Th’Faith Healers to end the week. The more I comb through albums and sessions from the 90s, the more it becomes glowingly apparent it was a decade that had a lot more going for it than many previously believed. Although I have always felt that particular explosion in talent, coming by way of Manchester and Seattle, changed the direction for much of Rock for the rest of the decade and well into the 2000’s, I am reminded that the explosion came from a lot of different places throughout the world; that they were unified by a common thread – that desire to offer music that was immediate, visceral and life-changing. On the one hand experimental, but in the case of Th’ Faith Healers, another hand in borderline familiar.
And when I’m reminded of bands like Th’ Faith Healers (which, sadly they initially broke up in 1994 before reuniting in 2006), I keep thinking of just how influential bands like them were, not only at the time, but for years later.
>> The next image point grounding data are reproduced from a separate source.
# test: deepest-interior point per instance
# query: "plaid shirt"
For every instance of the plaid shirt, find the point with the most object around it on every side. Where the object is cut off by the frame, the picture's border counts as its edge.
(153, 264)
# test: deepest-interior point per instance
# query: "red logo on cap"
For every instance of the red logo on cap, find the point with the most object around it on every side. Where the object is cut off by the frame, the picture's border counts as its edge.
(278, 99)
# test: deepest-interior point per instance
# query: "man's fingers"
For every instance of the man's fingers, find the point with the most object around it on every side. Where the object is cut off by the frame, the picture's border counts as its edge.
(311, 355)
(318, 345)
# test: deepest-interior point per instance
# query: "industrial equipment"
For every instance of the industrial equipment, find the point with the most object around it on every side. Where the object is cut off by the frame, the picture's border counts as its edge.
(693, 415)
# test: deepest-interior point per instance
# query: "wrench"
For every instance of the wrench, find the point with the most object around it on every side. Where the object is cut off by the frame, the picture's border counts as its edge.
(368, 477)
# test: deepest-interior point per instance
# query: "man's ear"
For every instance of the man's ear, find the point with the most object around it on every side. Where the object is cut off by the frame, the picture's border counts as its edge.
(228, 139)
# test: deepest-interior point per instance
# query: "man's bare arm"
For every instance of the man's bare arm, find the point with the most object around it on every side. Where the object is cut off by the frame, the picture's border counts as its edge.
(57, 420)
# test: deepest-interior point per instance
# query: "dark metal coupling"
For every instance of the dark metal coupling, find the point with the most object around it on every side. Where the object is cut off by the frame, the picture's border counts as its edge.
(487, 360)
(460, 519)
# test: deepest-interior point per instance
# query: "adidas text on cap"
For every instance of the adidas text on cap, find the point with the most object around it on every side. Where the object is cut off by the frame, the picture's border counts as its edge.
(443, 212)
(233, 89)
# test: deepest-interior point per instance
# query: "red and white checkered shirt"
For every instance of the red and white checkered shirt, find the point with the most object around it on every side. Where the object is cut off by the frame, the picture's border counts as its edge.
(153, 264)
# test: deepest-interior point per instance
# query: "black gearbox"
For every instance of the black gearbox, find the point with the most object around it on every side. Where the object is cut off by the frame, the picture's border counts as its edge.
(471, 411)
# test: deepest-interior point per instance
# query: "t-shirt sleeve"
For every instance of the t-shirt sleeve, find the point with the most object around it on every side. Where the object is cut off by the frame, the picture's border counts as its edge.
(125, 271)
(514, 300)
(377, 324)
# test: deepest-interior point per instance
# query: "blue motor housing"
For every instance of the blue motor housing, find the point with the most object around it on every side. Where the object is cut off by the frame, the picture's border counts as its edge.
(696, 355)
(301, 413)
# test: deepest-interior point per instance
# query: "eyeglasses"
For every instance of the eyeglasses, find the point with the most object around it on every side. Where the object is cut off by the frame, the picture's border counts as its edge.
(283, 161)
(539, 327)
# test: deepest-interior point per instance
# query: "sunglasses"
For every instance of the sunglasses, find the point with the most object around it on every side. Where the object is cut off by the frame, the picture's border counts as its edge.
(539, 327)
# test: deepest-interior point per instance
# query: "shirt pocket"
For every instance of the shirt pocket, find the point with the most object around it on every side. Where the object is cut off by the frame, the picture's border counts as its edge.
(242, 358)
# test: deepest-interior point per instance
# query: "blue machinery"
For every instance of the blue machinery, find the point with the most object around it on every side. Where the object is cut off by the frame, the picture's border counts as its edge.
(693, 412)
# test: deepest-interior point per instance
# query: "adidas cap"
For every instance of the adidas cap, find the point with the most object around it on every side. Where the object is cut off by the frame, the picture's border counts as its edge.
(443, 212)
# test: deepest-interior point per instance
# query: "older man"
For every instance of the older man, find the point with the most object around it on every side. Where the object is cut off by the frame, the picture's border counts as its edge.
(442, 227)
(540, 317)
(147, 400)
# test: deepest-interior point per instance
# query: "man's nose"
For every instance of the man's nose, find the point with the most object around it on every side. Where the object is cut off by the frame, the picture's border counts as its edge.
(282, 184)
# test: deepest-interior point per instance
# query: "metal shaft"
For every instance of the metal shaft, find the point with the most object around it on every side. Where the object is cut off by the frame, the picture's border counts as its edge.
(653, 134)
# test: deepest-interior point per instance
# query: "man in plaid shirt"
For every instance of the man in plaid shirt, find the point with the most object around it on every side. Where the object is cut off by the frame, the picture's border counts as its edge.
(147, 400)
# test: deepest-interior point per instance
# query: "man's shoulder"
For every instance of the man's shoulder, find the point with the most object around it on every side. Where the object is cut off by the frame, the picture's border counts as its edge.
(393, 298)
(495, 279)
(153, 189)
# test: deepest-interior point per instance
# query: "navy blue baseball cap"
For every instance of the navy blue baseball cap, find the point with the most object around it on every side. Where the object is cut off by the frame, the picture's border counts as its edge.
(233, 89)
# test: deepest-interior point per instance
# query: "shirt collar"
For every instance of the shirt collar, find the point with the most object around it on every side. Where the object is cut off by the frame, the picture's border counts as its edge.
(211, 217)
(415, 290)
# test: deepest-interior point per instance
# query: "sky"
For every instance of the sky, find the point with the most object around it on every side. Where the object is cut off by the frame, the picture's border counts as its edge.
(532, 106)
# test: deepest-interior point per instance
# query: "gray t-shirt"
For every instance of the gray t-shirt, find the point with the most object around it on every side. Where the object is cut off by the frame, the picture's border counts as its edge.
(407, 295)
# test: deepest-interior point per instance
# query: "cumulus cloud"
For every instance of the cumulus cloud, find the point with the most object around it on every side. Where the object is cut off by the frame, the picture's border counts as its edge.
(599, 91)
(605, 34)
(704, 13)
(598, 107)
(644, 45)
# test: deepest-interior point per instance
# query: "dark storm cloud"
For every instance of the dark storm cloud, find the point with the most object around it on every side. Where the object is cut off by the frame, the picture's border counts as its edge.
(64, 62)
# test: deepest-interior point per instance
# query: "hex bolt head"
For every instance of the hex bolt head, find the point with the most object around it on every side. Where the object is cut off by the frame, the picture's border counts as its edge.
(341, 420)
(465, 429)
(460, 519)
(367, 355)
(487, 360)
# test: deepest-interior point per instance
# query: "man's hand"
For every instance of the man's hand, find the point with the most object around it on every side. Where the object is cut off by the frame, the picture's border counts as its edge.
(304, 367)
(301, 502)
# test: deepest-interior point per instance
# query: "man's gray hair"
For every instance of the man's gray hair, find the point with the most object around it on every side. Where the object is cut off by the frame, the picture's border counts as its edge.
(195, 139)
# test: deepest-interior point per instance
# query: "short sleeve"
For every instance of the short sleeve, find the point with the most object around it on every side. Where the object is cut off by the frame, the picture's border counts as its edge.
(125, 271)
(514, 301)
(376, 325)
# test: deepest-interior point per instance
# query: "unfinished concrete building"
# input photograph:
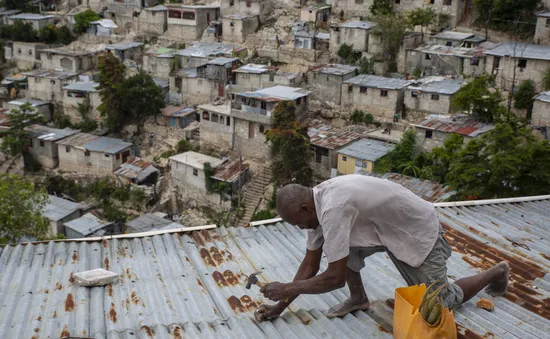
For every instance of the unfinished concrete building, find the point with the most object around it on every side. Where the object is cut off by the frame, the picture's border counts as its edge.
(380, 96)
(323, 80)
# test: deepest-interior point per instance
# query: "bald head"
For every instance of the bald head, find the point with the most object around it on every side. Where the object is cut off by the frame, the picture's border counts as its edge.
(296, 206)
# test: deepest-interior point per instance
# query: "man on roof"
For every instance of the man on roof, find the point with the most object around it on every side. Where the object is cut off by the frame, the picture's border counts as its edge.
(352, 217)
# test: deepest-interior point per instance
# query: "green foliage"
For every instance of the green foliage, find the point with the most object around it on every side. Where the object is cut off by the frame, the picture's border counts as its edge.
(381, 7)
(504, 162)
(15, 139)
(263, 215)
(111, 77)
(21, 209)
(480, 99)
(289, 146)
(83, 19)
(140, 98)
(524, 97)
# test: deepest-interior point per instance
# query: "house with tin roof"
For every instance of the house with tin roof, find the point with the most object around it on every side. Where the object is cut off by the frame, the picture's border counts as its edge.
(92, 154)
(43, 143)
(436, 128)
(204, 269)
(432, 95)
(529, 61)
(380, 96)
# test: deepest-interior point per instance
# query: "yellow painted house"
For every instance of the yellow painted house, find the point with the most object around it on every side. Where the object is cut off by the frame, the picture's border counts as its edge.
(361, 155)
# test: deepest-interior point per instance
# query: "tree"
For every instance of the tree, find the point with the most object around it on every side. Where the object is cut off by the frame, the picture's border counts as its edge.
(480, 99)
(525, 96)
(141, 97)
(111, 76)
(505, 162)
(289, 147)
(422, 17)
(21, 209)
(381, 7)
(16, 138)
(83, 19)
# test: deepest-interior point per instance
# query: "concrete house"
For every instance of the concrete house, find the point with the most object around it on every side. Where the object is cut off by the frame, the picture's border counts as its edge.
(436, 128)
(42, 143)
(68, 59)
(38, 21)
(58, 211)
(541, 111)
(48, 85)
(187, 22)
(159, 62)
(326, 141)
(315, 13)
(542, 31)
(325, 79)
(383, 97)
(444, 60)
(530, 61)
(361, 155)
(81, 93)
(92, 154)
(24, 54)
(252, 112)
(176, 116)
(354, 33)
(235, 27)
(432, 95)
(42, 107)
(127, 51)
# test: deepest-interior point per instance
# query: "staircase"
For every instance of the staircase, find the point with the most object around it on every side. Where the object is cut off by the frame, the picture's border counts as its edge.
(254, 192)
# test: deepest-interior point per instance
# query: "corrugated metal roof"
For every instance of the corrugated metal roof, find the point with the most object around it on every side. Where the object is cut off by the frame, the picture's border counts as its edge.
(426, 189)
(450, 35)
(458, 123)
(124, 45)
(358, 24)
(367, 149)
(89, 86)
(377, 82)
(58, 208)
(543, 96)
(87, 224)
(184, 284)
(521, 50)
(327, 136)
(49, 133)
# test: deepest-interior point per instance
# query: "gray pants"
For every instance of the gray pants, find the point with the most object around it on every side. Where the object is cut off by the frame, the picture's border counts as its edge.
(432, 269)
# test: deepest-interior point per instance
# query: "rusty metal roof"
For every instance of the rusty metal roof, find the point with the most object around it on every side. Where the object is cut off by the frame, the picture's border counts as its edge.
(181, 284)
(330, 137)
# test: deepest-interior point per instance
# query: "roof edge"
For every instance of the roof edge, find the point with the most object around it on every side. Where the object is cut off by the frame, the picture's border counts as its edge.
(491, 201)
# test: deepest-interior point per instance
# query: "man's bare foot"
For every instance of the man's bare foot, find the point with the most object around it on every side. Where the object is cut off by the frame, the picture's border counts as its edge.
(499, 285)
(348, 306)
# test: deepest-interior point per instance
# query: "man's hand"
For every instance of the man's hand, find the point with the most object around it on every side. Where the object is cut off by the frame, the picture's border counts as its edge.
(266, 312)
(275, 291)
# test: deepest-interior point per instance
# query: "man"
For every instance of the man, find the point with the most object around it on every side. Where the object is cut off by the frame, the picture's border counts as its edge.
(352, 217)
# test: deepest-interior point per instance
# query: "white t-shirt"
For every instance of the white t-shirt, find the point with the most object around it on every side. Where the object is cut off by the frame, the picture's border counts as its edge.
(361, 211)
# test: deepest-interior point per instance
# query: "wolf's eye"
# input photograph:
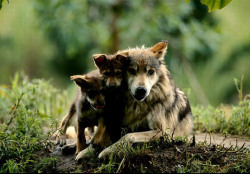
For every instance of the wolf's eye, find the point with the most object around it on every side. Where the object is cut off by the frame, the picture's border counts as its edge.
(91, 94)
(132, 71)
(151, 72)
(107, 74)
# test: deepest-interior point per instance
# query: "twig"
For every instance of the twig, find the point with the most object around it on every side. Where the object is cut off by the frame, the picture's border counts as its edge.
(240, 148)
(14, 109)
(193, 142)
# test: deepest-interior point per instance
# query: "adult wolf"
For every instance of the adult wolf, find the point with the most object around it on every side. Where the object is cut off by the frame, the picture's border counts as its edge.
(154, 103)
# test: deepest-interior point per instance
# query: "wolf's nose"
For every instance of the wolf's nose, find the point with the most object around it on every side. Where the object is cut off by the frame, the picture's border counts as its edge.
(140, 93)
(112, 85)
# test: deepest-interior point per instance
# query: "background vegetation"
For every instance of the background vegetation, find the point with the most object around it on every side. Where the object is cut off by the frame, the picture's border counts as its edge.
(42, 43)
(55, 39)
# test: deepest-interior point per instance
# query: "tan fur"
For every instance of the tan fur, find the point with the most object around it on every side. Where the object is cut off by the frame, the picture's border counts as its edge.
(164, 109)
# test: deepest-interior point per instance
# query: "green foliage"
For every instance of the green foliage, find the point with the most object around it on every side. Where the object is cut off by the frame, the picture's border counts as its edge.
(27, 108)
(108, 26)
(215, 4)
(228, 120)
(1, 3)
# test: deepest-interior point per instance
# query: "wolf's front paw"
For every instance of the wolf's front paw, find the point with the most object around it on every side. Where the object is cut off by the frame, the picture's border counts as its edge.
(85, 153)
(69, 149)
(61, 140)
(106, 152)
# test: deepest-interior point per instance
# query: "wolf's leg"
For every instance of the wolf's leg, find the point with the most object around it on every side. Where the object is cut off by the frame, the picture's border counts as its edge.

I always thought this dramatic upheaval in Rock was a reaction to what had become a sense of complacency in the 1980s. That Grunge was a reaction to Techno, much as Punk was a reaction to the laid-back (on the one end) or over-produced (on the other end) Pop music at the time. Music during the 80s was going through a sense of sameness, due in no small part to the advent of MTV and the notion that music had to be laid out in visual terms rather than musical ones – that what was going outside of that slightly recycled atmosphere was highly charged and potentially dangerous – that it stripped down the over-production, replacing it with a pure vision that was without compromise, that was direct and that was demanding to be heard and felt (which is why that period of music produced some of the loudest groups in Rock history).
Many people have said that Th’ Faith Healers were life-changing, that they were a band you had to see live in order to fully appreciate. I admit I didn’t get a chance to see them during their initial incarnation, but this session for John Peel comes in at a close second for sheer energy. Peel had a knack (or his engineers did) for instilling a sense of energy in a band that was often better than their official studio efforts. The end result is astonishing.
I think it’s safe to say that this first session was a harbinger of things to come for this band – and that Th’ Faith Healers have maintained a freshness and urgency in these 1991 sessions that is still felt today.
For me, they were another one of the many reasons why music in the 1990’s was profound and exciting. Th’ Faith Healers exemplified that. In short, I loved this band.
Since it’s Friday, and just ahead of the weekend, it’s almost a requirement to play this as loud as possible.